The place was full of bettering-blokes, really: shopkeepers and store-clerks and druggists, with their tidy wives and broods. In her father’s day, such people, Whitechapel people, had been angry and lean and shabby, with sticks in their hands, and dirks in their
belts. But times had changed under the Rads, and now even Whitechapel had its tight-laced scrubfaced women and its cakey clock-watching men, who read the Dictionary of Useful Knowledge and the Journal of Moral Improvement, and looked to get ahead.

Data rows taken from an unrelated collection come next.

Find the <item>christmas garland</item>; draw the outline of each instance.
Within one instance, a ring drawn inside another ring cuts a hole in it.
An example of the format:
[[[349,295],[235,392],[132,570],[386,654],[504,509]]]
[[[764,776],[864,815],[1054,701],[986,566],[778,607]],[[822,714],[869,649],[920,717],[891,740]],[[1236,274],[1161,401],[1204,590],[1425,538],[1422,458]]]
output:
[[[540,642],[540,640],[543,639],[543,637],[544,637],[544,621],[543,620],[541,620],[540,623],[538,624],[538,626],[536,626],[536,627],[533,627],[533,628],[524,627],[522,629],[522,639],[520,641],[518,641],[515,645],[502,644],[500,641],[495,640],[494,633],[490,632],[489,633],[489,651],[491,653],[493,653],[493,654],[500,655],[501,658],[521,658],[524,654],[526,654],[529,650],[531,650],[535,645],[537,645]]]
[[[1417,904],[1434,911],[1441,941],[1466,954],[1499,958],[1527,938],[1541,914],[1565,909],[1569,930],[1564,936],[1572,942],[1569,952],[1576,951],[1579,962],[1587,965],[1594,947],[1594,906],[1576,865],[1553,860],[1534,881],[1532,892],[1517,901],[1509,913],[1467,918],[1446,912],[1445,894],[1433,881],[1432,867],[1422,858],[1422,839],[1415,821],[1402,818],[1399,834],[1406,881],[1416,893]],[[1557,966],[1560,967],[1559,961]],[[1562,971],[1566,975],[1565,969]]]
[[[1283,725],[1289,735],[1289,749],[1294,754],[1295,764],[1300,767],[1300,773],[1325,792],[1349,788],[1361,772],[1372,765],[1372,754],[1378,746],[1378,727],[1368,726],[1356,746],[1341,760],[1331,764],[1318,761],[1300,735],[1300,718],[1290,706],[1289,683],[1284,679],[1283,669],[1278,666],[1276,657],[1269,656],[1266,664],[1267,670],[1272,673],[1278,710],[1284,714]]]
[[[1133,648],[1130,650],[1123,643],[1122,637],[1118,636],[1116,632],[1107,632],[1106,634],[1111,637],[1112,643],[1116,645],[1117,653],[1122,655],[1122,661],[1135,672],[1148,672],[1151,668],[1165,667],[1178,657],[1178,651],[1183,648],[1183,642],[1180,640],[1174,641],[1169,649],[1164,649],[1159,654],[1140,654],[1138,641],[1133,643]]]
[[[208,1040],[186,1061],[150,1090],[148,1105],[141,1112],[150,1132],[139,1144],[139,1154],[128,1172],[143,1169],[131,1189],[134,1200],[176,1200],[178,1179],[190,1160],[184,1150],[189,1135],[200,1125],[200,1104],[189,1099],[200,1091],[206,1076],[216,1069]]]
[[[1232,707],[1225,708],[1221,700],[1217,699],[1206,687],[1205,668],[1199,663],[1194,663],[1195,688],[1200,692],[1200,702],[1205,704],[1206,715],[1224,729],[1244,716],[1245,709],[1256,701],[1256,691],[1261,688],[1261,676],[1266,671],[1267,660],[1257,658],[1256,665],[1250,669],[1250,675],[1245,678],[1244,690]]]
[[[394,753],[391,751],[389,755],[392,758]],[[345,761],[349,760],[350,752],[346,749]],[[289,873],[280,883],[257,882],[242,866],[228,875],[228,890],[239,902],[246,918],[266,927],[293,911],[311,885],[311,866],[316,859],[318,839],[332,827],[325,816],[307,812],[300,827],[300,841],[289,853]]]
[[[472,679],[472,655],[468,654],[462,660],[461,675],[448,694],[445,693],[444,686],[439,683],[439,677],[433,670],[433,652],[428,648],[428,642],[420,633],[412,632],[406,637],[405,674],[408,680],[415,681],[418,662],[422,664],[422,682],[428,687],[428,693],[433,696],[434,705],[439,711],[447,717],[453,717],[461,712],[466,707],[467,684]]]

Then the gas-lights guttered in their copper rings, and the orchestra swung into a flat rendition of “Come to the Bower.” With a huff, the limelight flared, the curtain drew back before the kinotrope screen, the music covering the clicking of kino-bits spinning themselves into place. Broken frills and furbelows grew like black frost on the edges of the screen. They framed tall letters, in a fancy alphabet of sharp-edged Engine-Gothic, black against white:
Editions
Panoptique
Presents
And below the kinotrope, Houston entered stage-left, a bulky, shabby figure, limping toward the podium at the center of the stage. He was drowned in dimness for the moment, below the raw and focused glare of Mick’s limelight.
Sybil watched him closely, curious about him, wary—her first glimpse of Mick’s employer. She’d seen enough American refugees in London to have ideas about them. The Unionists dressed much like normal Britons, if they had the money for it, while Confederates tended to dress rather gaudy and flash, but peculiar, not quite proper; to judge by Houston, the Texians were an even queerer and madder lot. He was a big man, red-faced and beefy, over six feet tall in his heavy boots, his broad shoulders draped in a long coarse-woven blanket rather like a mantelet, but barbarically striped. Red and black and umber, it swept the Garrick’s stage like a tragedian’s toga. He had a thick mahogany cane in his right hand, and he swung it lightly now, as if he didn’t need it, but his legs shook, Sybil saw, and the gold fringe trembled on the fancy seams of his trousers.
Now he mounted to the darkened podium, wiped his nose, sipped at a glass of something that plainly wasn’t water. Above his head the kinotrope shuffled into a colored image, the lion of Great Britain and a sort of long-horned bull. The animals fraternized beneath small crossed banners, the Union Jack and the single-starred flag of Texas, both bright in red and white and blue. Houston was adjusting something behind his podium; a small stage-mirror, Sybil guessed, so he could check the kinotrope behind him as he spoke, and not lose his place.